Mechanism of perforation occurring in the intussuscipiens during hydrostatic reduction of intussusception.

作者信息

Mercer S, Carpenter B

出版信息

Can J Surg. 1982 Sep;25(5):481-3.

PMID:7116247
Abstract

Perforation of bowel during attempted hydrostatic reduction of an intussusception almost always occurs through the distal, apparently uninvolved bowel. It is probably never seen except in a group of at-risk children, under 6 months of age.

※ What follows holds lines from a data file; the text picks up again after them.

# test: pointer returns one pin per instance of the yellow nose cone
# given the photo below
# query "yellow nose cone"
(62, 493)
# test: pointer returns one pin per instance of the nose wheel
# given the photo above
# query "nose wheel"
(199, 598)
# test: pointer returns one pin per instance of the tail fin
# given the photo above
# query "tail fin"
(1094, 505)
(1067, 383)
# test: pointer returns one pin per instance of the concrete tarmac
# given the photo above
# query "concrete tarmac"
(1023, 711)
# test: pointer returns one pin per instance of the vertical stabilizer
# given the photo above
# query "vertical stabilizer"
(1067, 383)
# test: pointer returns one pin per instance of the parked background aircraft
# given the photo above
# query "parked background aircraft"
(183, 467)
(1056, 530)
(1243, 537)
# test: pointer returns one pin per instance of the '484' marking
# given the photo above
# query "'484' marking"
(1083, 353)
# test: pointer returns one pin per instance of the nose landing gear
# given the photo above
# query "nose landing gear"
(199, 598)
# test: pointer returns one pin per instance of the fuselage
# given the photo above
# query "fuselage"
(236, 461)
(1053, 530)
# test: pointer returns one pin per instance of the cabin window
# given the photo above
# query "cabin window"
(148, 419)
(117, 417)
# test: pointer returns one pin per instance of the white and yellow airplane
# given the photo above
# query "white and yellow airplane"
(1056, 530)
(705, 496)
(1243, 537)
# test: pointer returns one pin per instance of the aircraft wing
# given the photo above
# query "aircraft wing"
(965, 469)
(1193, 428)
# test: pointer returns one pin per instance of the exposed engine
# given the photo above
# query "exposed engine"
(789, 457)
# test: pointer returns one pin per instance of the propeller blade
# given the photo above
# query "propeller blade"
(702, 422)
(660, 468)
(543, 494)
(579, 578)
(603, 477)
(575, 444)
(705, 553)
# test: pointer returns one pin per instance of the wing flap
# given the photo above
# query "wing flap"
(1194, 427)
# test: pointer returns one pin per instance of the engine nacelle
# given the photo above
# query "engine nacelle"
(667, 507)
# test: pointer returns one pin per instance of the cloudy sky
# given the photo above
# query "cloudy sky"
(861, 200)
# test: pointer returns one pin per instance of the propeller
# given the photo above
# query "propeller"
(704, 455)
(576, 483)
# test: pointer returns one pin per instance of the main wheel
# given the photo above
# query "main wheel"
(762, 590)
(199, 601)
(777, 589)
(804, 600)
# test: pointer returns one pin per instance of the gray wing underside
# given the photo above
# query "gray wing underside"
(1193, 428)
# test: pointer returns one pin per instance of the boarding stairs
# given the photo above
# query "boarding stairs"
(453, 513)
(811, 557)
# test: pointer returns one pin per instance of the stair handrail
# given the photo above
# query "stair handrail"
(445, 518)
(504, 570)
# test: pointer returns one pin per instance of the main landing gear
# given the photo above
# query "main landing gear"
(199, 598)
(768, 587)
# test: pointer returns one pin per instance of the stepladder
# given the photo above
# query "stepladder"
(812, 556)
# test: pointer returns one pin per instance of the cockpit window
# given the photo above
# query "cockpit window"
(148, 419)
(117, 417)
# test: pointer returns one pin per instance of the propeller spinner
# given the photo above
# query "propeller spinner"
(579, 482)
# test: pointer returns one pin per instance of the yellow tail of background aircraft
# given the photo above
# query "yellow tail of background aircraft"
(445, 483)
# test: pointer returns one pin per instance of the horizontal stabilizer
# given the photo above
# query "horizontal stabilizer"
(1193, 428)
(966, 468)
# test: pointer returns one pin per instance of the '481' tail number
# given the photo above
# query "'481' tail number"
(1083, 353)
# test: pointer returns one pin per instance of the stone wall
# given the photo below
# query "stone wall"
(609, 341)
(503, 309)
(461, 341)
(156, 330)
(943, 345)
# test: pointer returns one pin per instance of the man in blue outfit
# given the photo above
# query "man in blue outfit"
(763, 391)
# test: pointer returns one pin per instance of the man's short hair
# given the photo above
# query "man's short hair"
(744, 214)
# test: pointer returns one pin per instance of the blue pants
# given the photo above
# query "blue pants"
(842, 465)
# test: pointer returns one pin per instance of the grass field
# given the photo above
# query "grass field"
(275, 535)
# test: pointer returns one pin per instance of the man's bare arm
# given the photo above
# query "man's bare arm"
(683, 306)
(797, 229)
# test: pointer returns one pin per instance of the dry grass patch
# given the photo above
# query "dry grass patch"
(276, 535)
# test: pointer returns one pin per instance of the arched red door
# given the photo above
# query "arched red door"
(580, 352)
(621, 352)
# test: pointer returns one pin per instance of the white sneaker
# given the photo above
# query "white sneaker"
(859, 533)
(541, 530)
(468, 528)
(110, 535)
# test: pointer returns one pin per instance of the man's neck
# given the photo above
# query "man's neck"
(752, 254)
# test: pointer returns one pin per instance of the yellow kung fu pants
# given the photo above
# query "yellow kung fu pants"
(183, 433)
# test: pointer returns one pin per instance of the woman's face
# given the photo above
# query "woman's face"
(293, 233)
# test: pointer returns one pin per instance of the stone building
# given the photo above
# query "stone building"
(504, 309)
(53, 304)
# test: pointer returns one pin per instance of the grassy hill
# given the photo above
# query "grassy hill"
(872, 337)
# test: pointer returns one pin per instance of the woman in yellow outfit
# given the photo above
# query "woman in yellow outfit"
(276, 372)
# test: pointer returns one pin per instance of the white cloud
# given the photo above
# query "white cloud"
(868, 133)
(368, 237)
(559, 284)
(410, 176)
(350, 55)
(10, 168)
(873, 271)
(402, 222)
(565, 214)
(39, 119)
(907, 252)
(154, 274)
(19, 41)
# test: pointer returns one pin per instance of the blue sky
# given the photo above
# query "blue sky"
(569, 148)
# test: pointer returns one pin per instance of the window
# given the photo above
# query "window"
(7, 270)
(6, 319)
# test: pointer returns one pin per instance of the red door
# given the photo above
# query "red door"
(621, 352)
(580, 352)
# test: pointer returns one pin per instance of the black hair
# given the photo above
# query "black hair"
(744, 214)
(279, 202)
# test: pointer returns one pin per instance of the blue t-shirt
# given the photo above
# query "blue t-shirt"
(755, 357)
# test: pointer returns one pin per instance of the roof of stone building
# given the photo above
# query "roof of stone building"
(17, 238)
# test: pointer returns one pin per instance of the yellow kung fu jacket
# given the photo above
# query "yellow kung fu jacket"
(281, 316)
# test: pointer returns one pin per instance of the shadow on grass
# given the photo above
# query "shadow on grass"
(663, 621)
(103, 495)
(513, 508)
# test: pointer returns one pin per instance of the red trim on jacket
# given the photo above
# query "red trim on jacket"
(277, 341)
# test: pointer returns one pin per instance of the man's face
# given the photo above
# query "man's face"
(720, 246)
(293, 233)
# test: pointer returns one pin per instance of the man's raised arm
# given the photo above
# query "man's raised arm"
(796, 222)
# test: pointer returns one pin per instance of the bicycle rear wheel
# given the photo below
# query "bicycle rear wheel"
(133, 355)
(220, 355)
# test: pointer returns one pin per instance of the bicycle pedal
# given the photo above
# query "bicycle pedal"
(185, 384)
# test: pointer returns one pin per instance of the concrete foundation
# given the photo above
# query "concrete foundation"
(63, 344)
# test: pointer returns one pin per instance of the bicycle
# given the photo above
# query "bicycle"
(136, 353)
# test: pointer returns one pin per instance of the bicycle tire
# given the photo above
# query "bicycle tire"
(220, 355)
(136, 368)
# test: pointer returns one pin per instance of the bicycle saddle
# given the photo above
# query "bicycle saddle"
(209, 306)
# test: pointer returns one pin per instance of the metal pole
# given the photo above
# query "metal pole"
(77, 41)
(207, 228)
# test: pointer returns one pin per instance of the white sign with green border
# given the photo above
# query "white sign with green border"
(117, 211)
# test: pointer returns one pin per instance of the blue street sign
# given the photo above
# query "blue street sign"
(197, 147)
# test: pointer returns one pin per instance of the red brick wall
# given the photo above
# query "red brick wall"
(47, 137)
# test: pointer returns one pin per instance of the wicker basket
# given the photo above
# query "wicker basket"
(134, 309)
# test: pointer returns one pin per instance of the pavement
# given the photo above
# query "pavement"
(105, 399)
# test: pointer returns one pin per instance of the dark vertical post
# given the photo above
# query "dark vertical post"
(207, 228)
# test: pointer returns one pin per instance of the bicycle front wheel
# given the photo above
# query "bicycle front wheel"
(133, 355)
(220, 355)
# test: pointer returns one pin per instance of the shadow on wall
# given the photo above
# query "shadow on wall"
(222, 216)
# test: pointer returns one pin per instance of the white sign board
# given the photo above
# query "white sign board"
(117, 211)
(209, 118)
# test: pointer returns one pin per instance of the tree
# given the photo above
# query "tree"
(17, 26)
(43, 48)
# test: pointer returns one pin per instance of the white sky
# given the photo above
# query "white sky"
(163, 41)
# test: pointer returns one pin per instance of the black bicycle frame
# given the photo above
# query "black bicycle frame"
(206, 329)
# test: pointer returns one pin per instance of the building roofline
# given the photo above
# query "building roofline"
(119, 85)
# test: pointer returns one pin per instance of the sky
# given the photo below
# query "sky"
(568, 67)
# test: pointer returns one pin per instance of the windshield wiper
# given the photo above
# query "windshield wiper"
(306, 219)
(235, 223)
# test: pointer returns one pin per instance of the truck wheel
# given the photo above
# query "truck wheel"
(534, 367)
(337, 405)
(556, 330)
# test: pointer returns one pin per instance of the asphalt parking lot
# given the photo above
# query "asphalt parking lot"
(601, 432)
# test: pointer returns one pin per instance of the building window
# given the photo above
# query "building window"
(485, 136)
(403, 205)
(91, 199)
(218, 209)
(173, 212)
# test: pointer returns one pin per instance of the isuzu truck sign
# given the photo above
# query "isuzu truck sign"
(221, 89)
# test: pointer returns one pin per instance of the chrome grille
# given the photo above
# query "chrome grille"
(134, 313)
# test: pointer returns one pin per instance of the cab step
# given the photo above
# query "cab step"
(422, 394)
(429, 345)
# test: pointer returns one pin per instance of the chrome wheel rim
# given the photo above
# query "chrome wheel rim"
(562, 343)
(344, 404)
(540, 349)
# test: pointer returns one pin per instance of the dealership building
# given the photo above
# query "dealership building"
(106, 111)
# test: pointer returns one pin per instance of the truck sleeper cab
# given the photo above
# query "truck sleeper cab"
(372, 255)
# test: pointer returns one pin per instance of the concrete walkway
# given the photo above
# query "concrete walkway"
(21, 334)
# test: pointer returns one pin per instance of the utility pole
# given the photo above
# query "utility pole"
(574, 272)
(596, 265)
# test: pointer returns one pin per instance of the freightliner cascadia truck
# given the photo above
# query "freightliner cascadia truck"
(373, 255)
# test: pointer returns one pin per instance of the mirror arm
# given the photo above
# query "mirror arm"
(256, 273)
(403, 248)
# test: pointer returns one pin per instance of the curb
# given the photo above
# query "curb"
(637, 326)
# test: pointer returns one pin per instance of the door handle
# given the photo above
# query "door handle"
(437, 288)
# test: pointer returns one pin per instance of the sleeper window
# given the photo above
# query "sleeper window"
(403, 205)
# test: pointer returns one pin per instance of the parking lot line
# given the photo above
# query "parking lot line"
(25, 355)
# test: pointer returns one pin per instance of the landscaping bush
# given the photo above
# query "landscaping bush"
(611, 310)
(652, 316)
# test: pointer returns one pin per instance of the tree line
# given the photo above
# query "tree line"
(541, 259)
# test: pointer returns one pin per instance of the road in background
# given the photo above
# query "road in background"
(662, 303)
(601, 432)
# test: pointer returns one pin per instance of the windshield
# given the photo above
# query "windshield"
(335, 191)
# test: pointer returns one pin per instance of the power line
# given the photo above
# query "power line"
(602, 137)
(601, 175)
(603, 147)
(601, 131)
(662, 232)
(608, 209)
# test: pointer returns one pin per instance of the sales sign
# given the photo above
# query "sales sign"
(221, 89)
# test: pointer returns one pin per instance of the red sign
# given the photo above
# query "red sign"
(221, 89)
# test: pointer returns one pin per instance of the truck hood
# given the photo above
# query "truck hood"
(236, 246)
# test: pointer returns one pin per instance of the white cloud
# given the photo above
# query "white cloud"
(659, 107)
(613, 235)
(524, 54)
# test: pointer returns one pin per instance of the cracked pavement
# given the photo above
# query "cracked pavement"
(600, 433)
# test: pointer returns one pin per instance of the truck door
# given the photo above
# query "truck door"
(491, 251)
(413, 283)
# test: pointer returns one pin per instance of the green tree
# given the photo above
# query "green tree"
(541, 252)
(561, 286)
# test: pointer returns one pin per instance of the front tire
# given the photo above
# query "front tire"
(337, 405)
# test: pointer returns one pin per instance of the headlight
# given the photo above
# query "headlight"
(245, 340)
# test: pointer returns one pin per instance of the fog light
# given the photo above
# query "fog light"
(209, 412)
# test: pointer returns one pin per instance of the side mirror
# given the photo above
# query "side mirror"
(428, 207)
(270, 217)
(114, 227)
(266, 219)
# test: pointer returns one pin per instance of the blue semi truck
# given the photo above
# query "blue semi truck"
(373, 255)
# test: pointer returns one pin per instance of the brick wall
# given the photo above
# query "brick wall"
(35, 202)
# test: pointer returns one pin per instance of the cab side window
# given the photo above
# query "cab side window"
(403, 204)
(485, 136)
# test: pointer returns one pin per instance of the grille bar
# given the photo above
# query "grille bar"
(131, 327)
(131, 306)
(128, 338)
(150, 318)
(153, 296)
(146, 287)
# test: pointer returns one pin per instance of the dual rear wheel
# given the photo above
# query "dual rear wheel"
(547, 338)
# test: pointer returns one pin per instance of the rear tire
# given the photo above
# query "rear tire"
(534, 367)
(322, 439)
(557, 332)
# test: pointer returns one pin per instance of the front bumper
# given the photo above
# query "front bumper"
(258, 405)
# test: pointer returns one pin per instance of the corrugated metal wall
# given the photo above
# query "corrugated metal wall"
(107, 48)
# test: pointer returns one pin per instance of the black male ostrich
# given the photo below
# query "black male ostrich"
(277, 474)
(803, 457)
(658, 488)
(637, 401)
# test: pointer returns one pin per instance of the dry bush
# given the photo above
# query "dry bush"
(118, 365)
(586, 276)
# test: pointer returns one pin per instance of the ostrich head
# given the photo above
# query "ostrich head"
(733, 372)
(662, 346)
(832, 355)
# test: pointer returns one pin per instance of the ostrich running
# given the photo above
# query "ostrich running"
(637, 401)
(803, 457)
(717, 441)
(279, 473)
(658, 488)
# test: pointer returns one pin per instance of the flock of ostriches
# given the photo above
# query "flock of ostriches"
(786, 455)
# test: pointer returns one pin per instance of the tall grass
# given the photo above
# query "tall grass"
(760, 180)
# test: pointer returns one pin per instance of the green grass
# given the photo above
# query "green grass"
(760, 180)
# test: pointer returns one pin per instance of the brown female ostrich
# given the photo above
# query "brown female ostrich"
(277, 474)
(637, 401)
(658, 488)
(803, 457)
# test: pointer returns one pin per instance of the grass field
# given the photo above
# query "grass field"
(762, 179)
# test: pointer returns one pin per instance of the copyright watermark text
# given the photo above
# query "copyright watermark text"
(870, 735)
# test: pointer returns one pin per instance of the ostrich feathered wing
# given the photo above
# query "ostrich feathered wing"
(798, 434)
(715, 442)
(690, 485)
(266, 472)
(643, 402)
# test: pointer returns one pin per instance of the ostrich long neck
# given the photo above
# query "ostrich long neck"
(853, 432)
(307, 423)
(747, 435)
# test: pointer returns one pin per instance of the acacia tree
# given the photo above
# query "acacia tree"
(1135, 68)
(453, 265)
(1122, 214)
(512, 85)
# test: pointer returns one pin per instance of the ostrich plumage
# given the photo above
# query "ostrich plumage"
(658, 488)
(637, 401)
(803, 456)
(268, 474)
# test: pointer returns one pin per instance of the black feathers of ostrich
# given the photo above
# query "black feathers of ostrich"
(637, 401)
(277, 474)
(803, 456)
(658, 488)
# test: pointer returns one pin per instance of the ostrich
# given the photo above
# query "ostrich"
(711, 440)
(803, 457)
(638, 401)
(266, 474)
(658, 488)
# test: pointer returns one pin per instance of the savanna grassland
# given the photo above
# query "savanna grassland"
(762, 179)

It is not related to unduly high enema pressure, but to involvement of the blood supply in the intussusceptum and obstruction of the blood supply with resulting ischemic changes in the "apparently" uninvolved intussuscipiens. The authors provide support for their suggested mechanism by their findings at operation and in the resected specimens from seven children with an irreducible intussusception and one 5-month-old child whose bowel perforated during attempted hydrostatic reduction. Because children under 6 months of age are susceptible to perforation, hydrostatic reduction of intussuscepted bowel is contraindicated.

摘要

在尝试对肠套叠进行水压复位时,肠道穿孔几乎总是发生在远端看似未受累的肠段。除了在一组6个月以下的高危儿童中,这种情况可能从未见过。它与灌肠压力过高无关,而是与肠套叠中血供受累以及血供受阻导致“看似”未受累的套入部出现缺血性改变有关。作者通过对7例不可复位性肠套叠患儿及1例在尝试水压复位时肠道穿孔的5个月大患儿的手术发现和切除标本,为他们提出的机制提供了支持。由于6个月以下的儿童易发生穿孔,因此禁忌对套叠肠段进行水压复位。